Falsification protocol

Each ★ bill becomes a checkable trigger condition. Public update committed within 7 days of any verified clean trigger of F4, F8, or F11.

F4 · ★ Wet-lab reproduction (PARTIAL)
Status: PARTIAL — 10 autonomous-lab triggers already qualify (A-Lab Berkeley, Chai-2, RFdiffusion, PolyBot, Dyno, AbSci, etc.). Trigger to fully close: ≥30% of designable-molecule / discovered-material / proven-theorem claims survive independent verification at the corpus level (currently ~10/200 ≈ 5%). Stage 3.5 verification of the 10 PARTIAL triggers required first.
F8 · ★ Cross-discipline generalization
Trigger: a 2024–2026 system that demonstrates above-clean-threshold performance on chemistry + materials + math simultaneously WITHOUT per-discipline fine-tuning — verified by independent third-party (CASP / Materials Project / Lean / autonomous-lab consortium) within 6 months.
F11 · ★ Universal AI-scientist coverage
Trigger: a 2024–2026 frontier system passing all 5 sub-tasks (hypothesis + experiment design + execution + verification + writeup) above clean threshold without per-sub-task tuning — independent reproduction — verified arXiv ID.
F-Substrate-collapse
Soft trigger: any 2024–2026 system that breaks the substrate-conditional pattern (e.g., a single transformer architecture that excels at chemistry diffusion + materials GNN + math autoregressive simultaneously). Would falsify B4's substrate-conditional framing.
F-B9-extension
Soft trigger: any non-autonomous-lab paper (pure chemistry generation or pure materials prediction or pure math AI) that achieves >30% wet-lab reproduction rate. Would extend B9 grounded-reward beyond the autonomous-lab scope.
F-Wet-lab rebut
The 41 wet-lab failure rebuttals (Cheetham GNoME, Leeman A-Lab, Buttenschoen PoseBusters, FDA 2024) anchor the negative side. New rebuttal study with sample size ≥100 disclaimed-discoveries would shift the falsification baseline materially.

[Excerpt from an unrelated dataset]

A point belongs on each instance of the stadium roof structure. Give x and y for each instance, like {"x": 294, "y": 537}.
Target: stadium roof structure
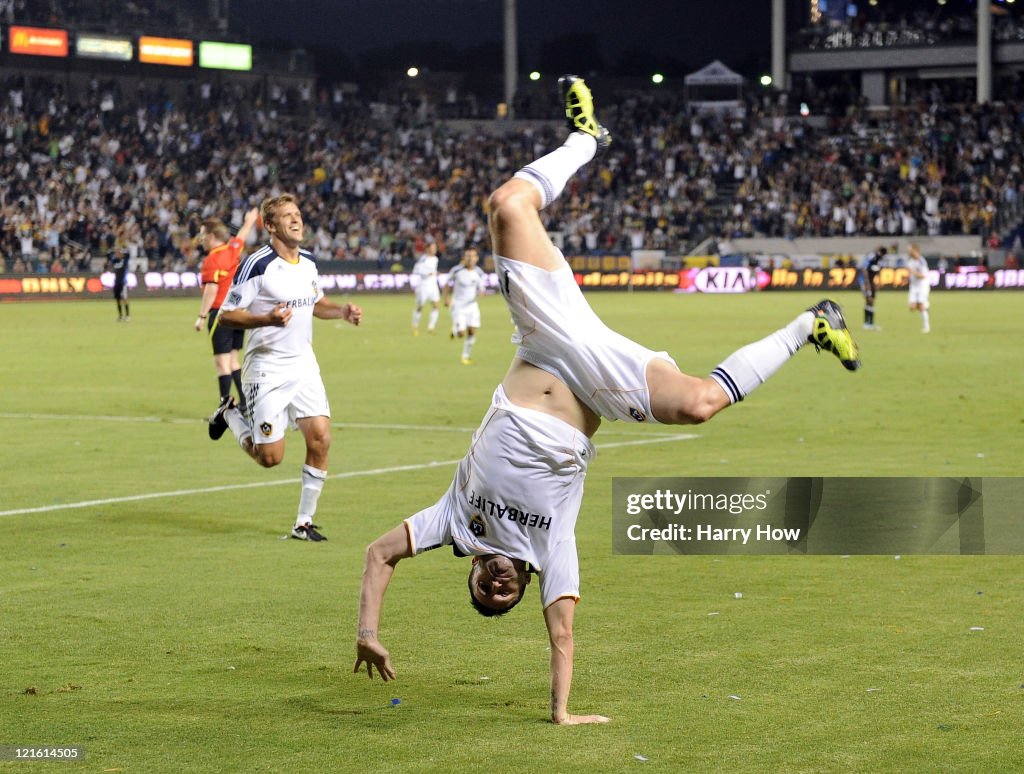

Live triggered watchlist: A-Lab Berkeley quarterly reproducibility reports · Chai-2 / RFdiffusion / Boltz-2 wet-lab follow-ups · FDA AI-drug regulatory pathway updates · Materials Project / GNoME validation · FunSearch / AlphaProof / AlphaGeometry 2 verified-theorem releases · METR / AISI / Apollo AI-for-Science audits. Monthly cadence: vendor system-card revisions + autonomous-lab releases. Quarterly: independent wet-lab verification + benchmark refreshes.

§05

Resources & further reading

§R

Reproducibility & data

Every empirical claim resolves to public data. Run the classifier, regenerate the heatmap, audit the corpus, file a falsification.

Public draft v0.2 (2026-05-15) — 301 unique papers across 8 sweeps; ★ Bills 8 + 11 HOLD pre-Stage-3.5; Bill 4 PARTIAL with 10 autonomous-lab triggers. Real-data output from real Opus research-agent sweeps; bill counts and ★ positions emerge from the actual frontier AI-for-Science literature, not from a template. The 10 Bill 4 PARTIAL triggers are the cross_ledger_bridges B9 grounded-reward PARTIAL EXTENSION confirmation point.

Ledger populated · Stage 3.5 queue pending · 2026-05-15
Two signature constructions HOLD + one PARTIAL.
3 substrates within one ledger (deepest B4 test).
B9 grounded-reward PARTIAL EXTENSION confirmed.